In all these things I choose science over the bible, because predictions based on science come out true while predictions based on the bible often come out false. (Do men have one fewer rib than women? What do would you predict?) So I believe the bible is NOT the literal truth given by God. I think it's often wrong. Creation according to Genesis especially. I think the bible was written by humans, recording human thoughts, based on their best understanding at the time.
Why the bible would be clearly wrong now is no mystery if it was written by humans based on their best understanding at the time.
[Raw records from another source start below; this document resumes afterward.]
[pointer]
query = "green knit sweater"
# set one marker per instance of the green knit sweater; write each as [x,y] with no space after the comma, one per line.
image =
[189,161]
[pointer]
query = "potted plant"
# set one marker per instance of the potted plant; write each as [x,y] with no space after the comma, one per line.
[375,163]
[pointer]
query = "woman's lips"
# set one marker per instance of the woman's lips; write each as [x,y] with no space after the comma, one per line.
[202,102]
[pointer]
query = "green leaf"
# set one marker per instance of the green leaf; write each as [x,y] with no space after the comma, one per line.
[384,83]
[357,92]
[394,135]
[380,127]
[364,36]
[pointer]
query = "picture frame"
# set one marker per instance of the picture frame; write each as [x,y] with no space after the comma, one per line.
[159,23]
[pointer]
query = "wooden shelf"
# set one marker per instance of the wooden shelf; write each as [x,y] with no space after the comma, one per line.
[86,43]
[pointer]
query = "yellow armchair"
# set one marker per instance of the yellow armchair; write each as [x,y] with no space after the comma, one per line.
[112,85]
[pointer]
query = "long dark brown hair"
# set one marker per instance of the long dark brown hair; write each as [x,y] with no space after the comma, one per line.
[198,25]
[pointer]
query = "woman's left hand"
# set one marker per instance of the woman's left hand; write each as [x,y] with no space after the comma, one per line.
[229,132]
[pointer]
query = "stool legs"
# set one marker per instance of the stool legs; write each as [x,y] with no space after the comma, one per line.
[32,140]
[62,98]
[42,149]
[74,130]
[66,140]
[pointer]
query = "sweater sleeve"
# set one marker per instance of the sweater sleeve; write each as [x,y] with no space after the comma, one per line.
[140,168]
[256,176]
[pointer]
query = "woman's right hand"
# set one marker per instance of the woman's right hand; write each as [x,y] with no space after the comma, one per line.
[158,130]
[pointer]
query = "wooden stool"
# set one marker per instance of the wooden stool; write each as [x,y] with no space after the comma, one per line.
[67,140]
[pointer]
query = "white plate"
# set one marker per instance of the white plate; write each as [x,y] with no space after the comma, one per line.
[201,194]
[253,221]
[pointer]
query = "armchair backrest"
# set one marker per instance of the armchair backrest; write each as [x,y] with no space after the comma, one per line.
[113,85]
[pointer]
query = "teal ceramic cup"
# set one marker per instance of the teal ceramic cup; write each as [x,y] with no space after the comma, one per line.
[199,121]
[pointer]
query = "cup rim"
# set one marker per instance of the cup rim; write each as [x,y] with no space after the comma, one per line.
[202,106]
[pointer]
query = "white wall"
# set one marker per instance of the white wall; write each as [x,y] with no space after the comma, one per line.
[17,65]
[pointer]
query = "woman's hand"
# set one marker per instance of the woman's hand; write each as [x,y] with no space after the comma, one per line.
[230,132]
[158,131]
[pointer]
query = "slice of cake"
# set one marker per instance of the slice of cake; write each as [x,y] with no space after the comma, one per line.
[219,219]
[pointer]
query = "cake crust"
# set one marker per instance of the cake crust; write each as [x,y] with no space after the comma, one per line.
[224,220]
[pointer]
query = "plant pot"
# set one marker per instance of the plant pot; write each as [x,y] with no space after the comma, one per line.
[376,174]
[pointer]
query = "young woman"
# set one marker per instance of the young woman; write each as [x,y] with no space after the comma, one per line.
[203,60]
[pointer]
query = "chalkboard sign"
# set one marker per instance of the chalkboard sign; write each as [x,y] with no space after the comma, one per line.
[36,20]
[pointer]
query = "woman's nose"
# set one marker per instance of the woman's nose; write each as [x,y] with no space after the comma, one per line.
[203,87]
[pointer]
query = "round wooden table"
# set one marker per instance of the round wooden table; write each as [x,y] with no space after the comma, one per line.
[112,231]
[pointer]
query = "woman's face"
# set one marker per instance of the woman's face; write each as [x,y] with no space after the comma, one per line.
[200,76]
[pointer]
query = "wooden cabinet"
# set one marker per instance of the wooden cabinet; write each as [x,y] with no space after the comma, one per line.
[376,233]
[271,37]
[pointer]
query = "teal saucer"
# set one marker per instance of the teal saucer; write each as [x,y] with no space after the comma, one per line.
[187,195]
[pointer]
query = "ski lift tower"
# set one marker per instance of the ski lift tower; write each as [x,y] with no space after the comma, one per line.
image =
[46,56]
How could science be always right though? Because whenever we find science is wrong, we adjust scientific theories to account for the new findings. That lets the current scientific theories always account for currently known facts. Science also often says "we don't know yet".
Perhaps early Genesis is made up by men, but the rest is the inspired word of God? I don't think so. But even if it were so: in my mind, God's claim to respect rests on early Genesis. If God didn't actually create the world or mankind or myself, but is claiming that He did anyhow, I feel no obligation to obey him.